Não sei quando você estará lendo esse livro, este capítulo, mas em meados do ano 2021 o mundo passou por uma enorme pandemia com o chamado COVID, pandemia essa que obrigou a população mundial a utilizar máscaras para prevenção de contaminação. Ao tudo ser controlado o uso das máscaras (que durou quase 2 anos) fora desobrigado, e a impressão que ficou é que ainda as pessoas andavam com uma ‘máscara’, mas uma máscara não mais de tecido, mas sim uma máscara de bom cidadão, de uma pessoa ideal, platônica, e muitas dessas pessoas pertencentes a chamada ‘massa’ da sociedade têm como referência grandes influencers das redes sociais que estão amarrados ao marketing digital, onde tudo é perfeito, todos são felizes, sorridentes, ausentes de problemas, onde não se frustram nem choraram, onde não há decepção, onde todos são de ferro (aqui aproveito a deixa e faço menção em um outro livro que tenho cujo título é um questionamento, típico da filosofia: Você é de ferro? Lembre que até eles enferrujam).
A partir dessa nossa reflexão, você minha caríssima leitora, meu querido leitor, se identifica com tal máscara? Faz uso dela? Independente de sua resposta eu sei muito bem que a sociedade em geral cobra sempre a felicidade como um todo, é como se tivéssemos que provar o tempo todo que temos uma vida perfeita, com uma família perfeita, e um emprego dos sonhos, que estamos seguindo a suposta “cartilha da vida”, tal como um roteiro de ‘como se deve viver para ser feliz’, mas isso cansa, isso frustra, isso gera estresse, você sofre, as pessoas que estão ao seu redor sofrem, os poucos amigos que você tem são impactados, você acaba desenvolvendo doenças psicossomáticas por tentar ser perfeito editando a vida para agradar a sociedade, para tentar ser aceita, aceito.

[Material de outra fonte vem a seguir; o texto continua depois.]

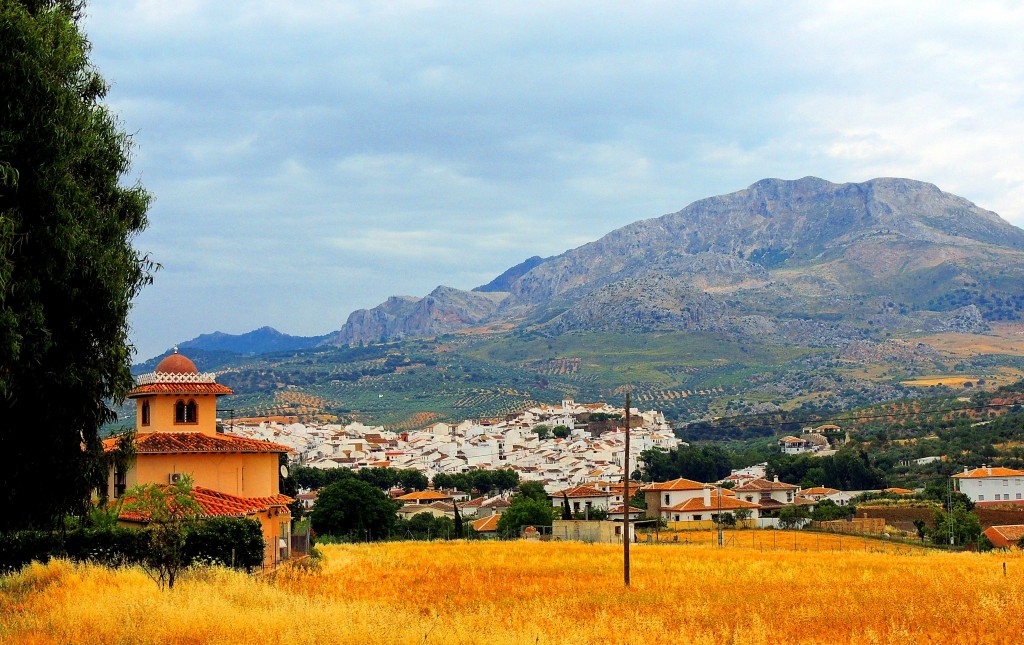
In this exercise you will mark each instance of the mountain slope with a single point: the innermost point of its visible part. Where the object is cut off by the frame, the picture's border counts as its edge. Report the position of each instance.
(778, 248)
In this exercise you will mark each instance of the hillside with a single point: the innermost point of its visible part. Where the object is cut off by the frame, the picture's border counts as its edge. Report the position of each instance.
(787, 295)
(887, 253)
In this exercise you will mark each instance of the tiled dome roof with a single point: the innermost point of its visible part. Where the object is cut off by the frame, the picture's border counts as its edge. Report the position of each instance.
(176, 363)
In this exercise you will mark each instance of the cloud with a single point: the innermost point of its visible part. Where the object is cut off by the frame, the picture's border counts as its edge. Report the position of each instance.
(348, 151)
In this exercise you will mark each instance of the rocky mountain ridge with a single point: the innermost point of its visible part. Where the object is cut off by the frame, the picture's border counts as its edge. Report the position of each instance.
(752, 262)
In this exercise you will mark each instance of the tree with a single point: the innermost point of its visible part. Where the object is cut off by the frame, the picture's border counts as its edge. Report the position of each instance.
(353, 508)
(412, 479)
(826, 511)
(960, 523)
(169, 512)
(792, 516)
(69, 271)
(922, 527)
(524, 512)
(532, 489)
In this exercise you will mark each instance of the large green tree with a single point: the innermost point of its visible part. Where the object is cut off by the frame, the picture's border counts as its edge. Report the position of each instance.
(354, 509)
(69, 271)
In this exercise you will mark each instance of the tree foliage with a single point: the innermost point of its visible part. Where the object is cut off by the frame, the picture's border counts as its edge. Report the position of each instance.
(69, 271)
(353, 509)
(704, 463)
(524, 512)
(170, 512)
(848, 469)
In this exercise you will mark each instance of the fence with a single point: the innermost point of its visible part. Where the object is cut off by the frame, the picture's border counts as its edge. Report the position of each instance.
(867, 525)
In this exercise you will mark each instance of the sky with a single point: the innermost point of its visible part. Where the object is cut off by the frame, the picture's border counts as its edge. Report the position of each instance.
(310, 159)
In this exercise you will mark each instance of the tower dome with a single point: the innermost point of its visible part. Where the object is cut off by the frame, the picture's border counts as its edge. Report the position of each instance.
(176, 363)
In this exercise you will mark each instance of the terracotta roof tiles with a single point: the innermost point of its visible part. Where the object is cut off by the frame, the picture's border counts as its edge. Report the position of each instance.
(217, 504)
(196, 442)
(486, 524)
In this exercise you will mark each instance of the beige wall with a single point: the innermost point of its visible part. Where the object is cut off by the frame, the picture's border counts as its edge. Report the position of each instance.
(162, 414)
(249, 475)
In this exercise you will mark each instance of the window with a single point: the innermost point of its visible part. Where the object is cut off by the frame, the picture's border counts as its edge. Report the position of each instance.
(184, 413)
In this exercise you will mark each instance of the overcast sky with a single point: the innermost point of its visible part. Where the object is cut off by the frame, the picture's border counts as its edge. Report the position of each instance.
(310, 159)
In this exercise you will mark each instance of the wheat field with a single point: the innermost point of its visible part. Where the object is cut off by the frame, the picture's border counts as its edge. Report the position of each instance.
(499, 593)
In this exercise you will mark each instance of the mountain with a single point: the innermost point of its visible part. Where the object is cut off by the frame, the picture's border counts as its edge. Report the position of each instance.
(443, 310)
(505, 281)
(788, 297)
(261, 341)
(895, 252)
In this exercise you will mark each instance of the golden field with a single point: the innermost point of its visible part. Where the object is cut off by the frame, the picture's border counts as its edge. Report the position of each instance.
(528, 592)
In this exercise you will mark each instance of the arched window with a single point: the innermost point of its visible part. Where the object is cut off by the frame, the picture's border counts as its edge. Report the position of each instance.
(184, 413)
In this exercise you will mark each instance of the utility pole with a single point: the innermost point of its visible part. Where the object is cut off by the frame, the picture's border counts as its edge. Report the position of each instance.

Nunca ouvi dizer ou pude constatar no aumento expressivo de pessoas buscando por psiquiatras, fazendo uso de remédios controlados para insônia, depressão, ansiedade, passando por psicólogos com metodologia tradicional, buscando por terapias alternativas, holísticas, tudo isso almejando editar a vida, buscando pela vida ideal, perfeita, segundo Platão. Ainda segundo esse filósofo vivemos norteados pelo desejo e desejamos aquilo que nos falta, estamos sempre insatisfeitos, insatisfeitas, queremos mais e mais, reconhecimento, elogios, progresso, mas não nos conta de que isso cansa; uns mais rápidos, outros mais demorados, mas o cansaço vem e o emocional paga o preço’. Após nossa reflexão adoraria que você parasse após a leitura deste capítulo e enxergasse se você e as pessoas que você ama estão tal como reféns dessa bolha ideal, se fazem parte desse ideal digital movido por marketing, por manipulação, consumo e lucro. A resposta é você, somente você quem tem sobre a sua postura em sua rotina de vida.